Banks are increasingly looking for ways to monetize the large troves of data they hold on customers, be it with credit card sales or offering discounts on a customers’ special interest, like food or fashion, Reuters reported.
To help their bottom lines, banks like JPMorgan, Barclays and HSBC are taking a page out of the Google, Facebook or Twitter playbook with advanced data analysis. Banks are using the data to help with stock predictions, marketing campaigns and to fuel artificial intelligence (AI) tools for credit decisions.
The new revenue, while it may be small, is helping banks during a time when regulation is high and interest rates are low.
“We are now seeing some amazing uses of data in banking, and the reason is pretty simple: they know their clients better than anyone, they have a name and address, information about what you’re buying and once you have those you can do so much,” said Craig Macdonald, head of data monetization at Accenture.

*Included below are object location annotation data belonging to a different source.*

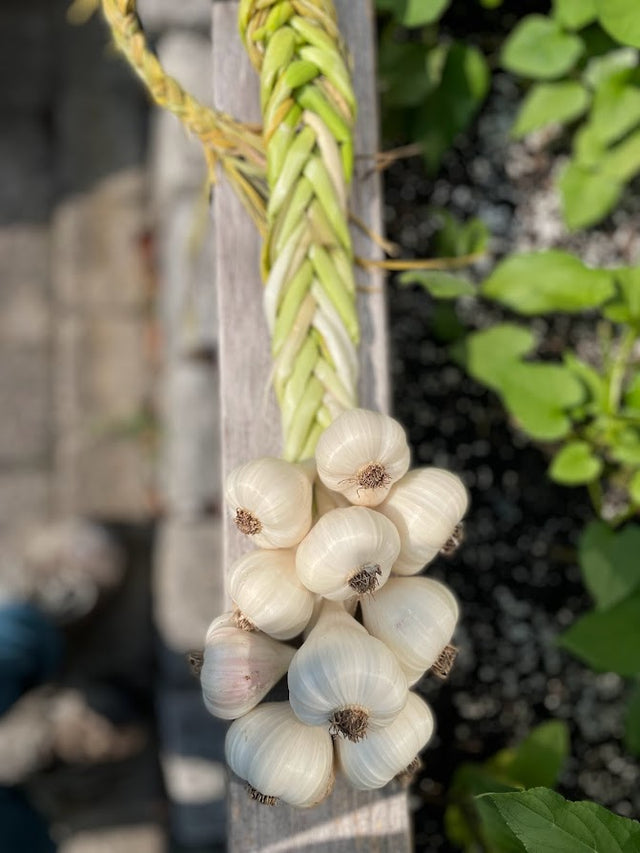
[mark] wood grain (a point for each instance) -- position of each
(375, 822)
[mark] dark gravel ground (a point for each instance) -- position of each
(516, 574)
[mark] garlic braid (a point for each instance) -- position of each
(308, 108)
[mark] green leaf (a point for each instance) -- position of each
(417, 13)
(609, 562)
(616, 107)
(574, 14)
(632, 722)
(623, 161)
(594, 382)
(450, 108)
(608, 640)
(538, 48)
(547, 103)
(626, 307)
(621, 20)
(536, 394)
(547, 823)
(544, 282)
(575, 464)
(586, 196)
(634, 488)
(599, 68)
(632, 394)
(441, 285)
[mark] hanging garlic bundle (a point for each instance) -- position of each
(426, 506)
(271, 500)
(415, 617)
(348, 551)
(386, 753)
(239, 668)
(345, 679)
(349, 678)
(361, 455)
(265, 588)
(280, 757)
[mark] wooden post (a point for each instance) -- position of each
(348, 820)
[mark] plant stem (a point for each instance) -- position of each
(618, 370)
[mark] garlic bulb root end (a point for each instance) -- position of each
(241, 621)
(407, 776)
(195, 659)
(366, 578)
(350, 722)
(246, 522)
(454, 541)
(265, 799)
(444, 663)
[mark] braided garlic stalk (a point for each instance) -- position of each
(308, 107)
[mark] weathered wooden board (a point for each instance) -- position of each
(348, 820)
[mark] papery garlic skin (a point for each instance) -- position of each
(415, 617)
(375, 761)
(239, 668)
(265, 587)
(271, 500)
(326, 500)
(426, 506)
(345, 679)
(349, 550)
(280, 757)
(361, 455)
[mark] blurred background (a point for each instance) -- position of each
(109, 475)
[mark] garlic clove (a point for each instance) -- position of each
(362, 454)
(271, 501)
(348, 551)
(239, 668)
(426, 506)
(326, 500)
(280, 757)
(345, 679)
(265, 587)
(415, 617)
(384, 754)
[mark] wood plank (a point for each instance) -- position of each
(348, 820)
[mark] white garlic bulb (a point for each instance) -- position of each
(362, 454)
(349, 550)
(384, 754)
(344, 679)
(415, 617)
(271, 499)
(280, 757)
(326, 500)
(265, 587)
(426, 506)
(239, 668)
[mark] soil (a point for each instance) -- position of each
(516, 574)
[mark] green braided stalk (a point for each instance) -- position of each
(308, 108)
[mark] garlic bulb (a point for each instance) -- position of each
(239, 668)
(280, 757)
(426, 506)
(342, 678)
(374, 762)
(265, 587)
(271, 499)
(347, 551)
(415, 617)
(362, 454)
(326, 500)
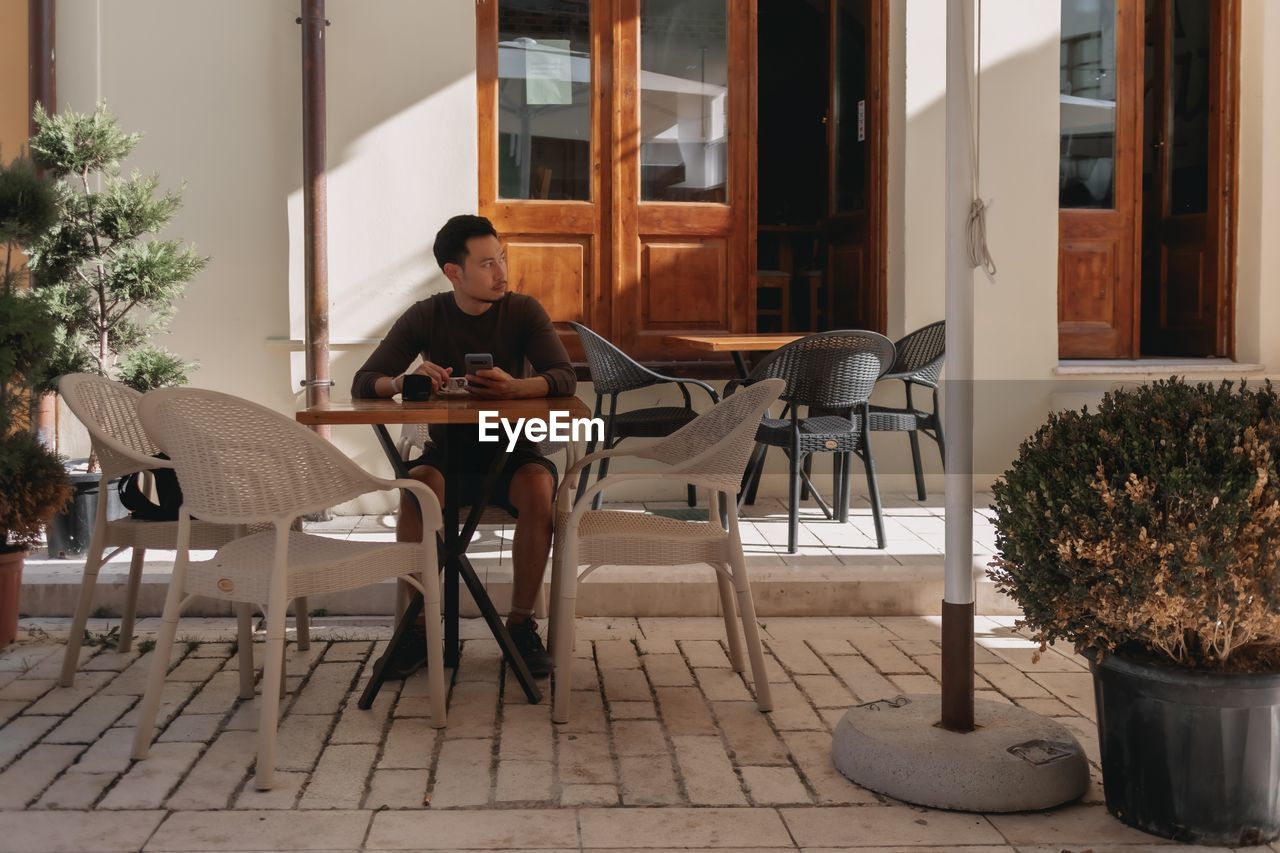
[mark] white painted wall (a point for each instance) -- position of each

New rules introduced in the European Union last year allowing tech companies access to bank data with customer permission, as well as new privacy laws, have not hindered the movement. A poll done of 27,000 EU citizens showed that less than a third know their data rights, and that only about 13 percent read privacy agreements.
Banks also don’t disclose how much money they’re making from data mining.
“If there was a gold mine people would probably have found it by now,” said Benjamin Ensor, an analyst. “But if you can generate some marginal incremental revenue at relatively little cost why wouldn’t you do that?”
One of the main ways to monetize data is to team up with retail firms to offer customers special deals or services that align with their interests. Some banks, like Lloyds and Santander, have partnered with a data advertising firm called Cardlytics.
The banks offer a loyalty program that offers discounts at shops that a customer frequents, as well as deals involving favorite foods. The banks then get a percentage of the fee that Cardlytics charges to run the campaign.